Apples to Apples – This classic game develops verbal organization, semantic knowledge, and can even help some students become more aware of popular culture to help with small talk (depending on the version of the game that is bought.
Awkward Moment: A relatively new game that works like Apples to Apples, but offers awkward situations that too many middle schoolers and teenagers are quite familiar. It develops flexible thinking, perspective taking, and conversational skills.
Blokus – This game is great to play with the client that is reticent to talk while developing visual-spatial, visual working memory, and problem-solving skills.
Break the Safe – Unfortunately, this game is no longer sold in stores but can be found through an internet search for sale. It is a wonderful way to develop collaborative social skills.
Bubble Talk – Very fun very silly way to help develop big-picture thinking, noticing details, and perspective taking.
Charades for Kids – To facilitate the ability to “read” and engage in effective nonverbal expression and gestural communication
Headbandz – A game that even teenagers enjoy although meant for younger kids. Can support growth in organization, semantic feature analysis, and developing imagery.
Guesstures – Great game for developing the awareness, understanding, and use of gestures. The use of gestures is tightly woven to how we express emotions. This game can, therefore, help students to better read nonverbal cues.
Imaginiff Jr. – A fine and engaging game to foster abstract and inferential thinking skills, conversation skills, as well as building a memory of other people.
Outburst Junior – A favorite of our kids and supports growth in vocabulary, schematic thinking, and expressive language
Pictionary – This game can help develop visual-motor construction and formulation and practice of creating future imagery.
Stare Junior – Can support practice and growth in episodic memory and attention
Telestrations – The game is a combination is a combination of Pictionary and Telephone. Supports development of visual skills, flexible thinking, and frustration tolerance.

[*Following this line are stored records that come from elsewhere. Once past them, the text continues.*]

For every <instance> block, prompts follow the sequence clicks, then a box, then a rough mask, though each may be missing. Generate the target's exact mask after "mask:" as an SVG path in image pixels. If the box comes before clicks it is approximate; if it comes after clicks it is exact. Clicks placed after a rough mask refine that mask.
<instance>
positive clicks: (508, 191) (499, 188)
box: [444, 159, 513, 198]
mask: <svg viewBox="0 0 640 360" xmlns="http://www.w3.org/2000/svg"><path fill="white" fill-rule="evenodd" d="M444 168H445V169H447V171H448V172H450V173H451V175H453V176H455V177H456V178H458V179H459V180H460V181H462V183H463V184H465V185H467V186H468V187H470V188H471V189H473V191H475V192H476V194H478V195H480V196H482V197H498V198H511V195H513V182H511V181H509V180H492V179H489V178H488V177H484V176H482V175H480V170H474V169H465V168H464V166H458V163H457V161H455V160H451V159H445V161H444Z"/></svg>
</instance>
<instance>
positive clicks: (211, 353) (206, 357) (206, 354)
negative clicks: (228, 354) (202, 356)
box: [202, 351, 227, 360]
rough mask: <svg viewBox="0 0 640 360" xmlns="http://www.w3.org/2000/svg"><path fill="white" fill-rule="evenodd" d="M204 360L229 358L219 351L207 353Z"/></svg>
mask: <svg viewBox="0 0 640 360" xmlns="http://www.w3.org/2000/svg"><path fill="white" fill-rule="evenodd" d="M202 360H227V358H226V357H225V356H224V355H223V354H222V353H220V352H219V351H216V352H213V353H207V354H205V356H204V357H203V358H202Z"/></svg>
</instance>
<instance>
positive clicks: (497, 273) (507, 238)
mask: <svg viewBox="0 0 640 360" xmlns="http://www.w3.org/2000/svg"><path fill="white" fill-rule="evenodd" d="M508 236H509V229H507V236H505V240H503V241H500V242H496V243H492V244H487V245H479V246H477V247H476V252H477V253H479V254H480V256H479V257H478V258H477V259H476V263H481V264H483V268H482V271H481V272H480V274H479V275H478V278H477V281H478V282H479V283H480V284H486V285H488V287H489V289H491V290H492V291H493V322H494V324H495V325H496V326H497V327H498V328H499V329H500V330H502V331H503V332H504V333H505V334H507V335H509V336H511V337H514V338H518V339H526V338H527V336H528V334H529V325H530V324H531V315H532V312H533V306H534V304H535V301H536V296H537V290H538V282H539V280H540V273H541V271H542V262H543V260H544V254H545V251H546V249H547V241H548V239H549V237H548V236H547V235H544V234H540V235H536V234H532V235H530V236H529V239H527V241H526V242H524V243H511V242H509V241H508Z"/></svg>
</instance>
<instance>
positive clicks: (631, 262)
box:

Whoonu – Great game for developing “people files,” making intelligent guesses as to the likes and dislikes of others.
AtEase – An app to address Anxiety by teaching guided breathing and journaling.
BeFocused – This app helps to get things done by breaking up individual tasks among discrete intervals, separated by short breaks. It’s a surprisingly effective way to build internal motivation for those who struggle with working memory.
Between the Lines ( Level 1, Level 2, and Advanced) – A wonderful app for teaching situational awareness, reading nonverbal clues, and understanding figurative language.
CanPlan – Supports planning and prioritizing skills using a combination of visuals and language that could be helpful to teenagers and adults for planning and caring through tasks, chores, and academic assignments.
Idea Sketch – This is another app for older students. It allows you to create concept maps, flow charts and then converts it to a text outline. It a fabulous resource for planning projects, making lists, developing outlines or creating charts. You can import content from other apps, documents or emails and share “sketches” with others through email, or the cloud.
Kaleidoscope Drawing Pad – All you do is tap the screen and it creates something beautiful and soothes the stressed mind. An easy go-to for emotional regulation.
Lemonade Stand – Plan and organize the management of a lemonade stand based on weather forecasts.
Scribblenauts Remix Universal – This is a good game to work on categorization/associations, adjectives and problem-solving.
Social Express – Great (although expensive) app for teaching some of the nonverbal behaviors and what they mean including the importance of eye gaze.
Social Detective – Available at socialthinking.com, this app uses short video clips and asks the upper elementary student to identify what people are thinking and feeling, introducing the concept vocabulary used in the Social Thinking® paradigm.
360Thinking Get Ready, Do, Done – a great app developed by Sarah Ward and Kristen Jacobsen to developing future thinking, planning and time sense.
Tellegami edu – an app that allows you to create an avatar (Gami) and narrate animations. Helpful for episodic forethought and verbal working memory as well as sequencing a task. Toontastic and Chatterpix are apps that function similarly and can be shared with other people.
Voice Cards – “NOT flashcards”- record question/answer sets to test oneself- good for developing vocabulary and concepts as well as reviewing academic material.
This is by no means an exhaustive list!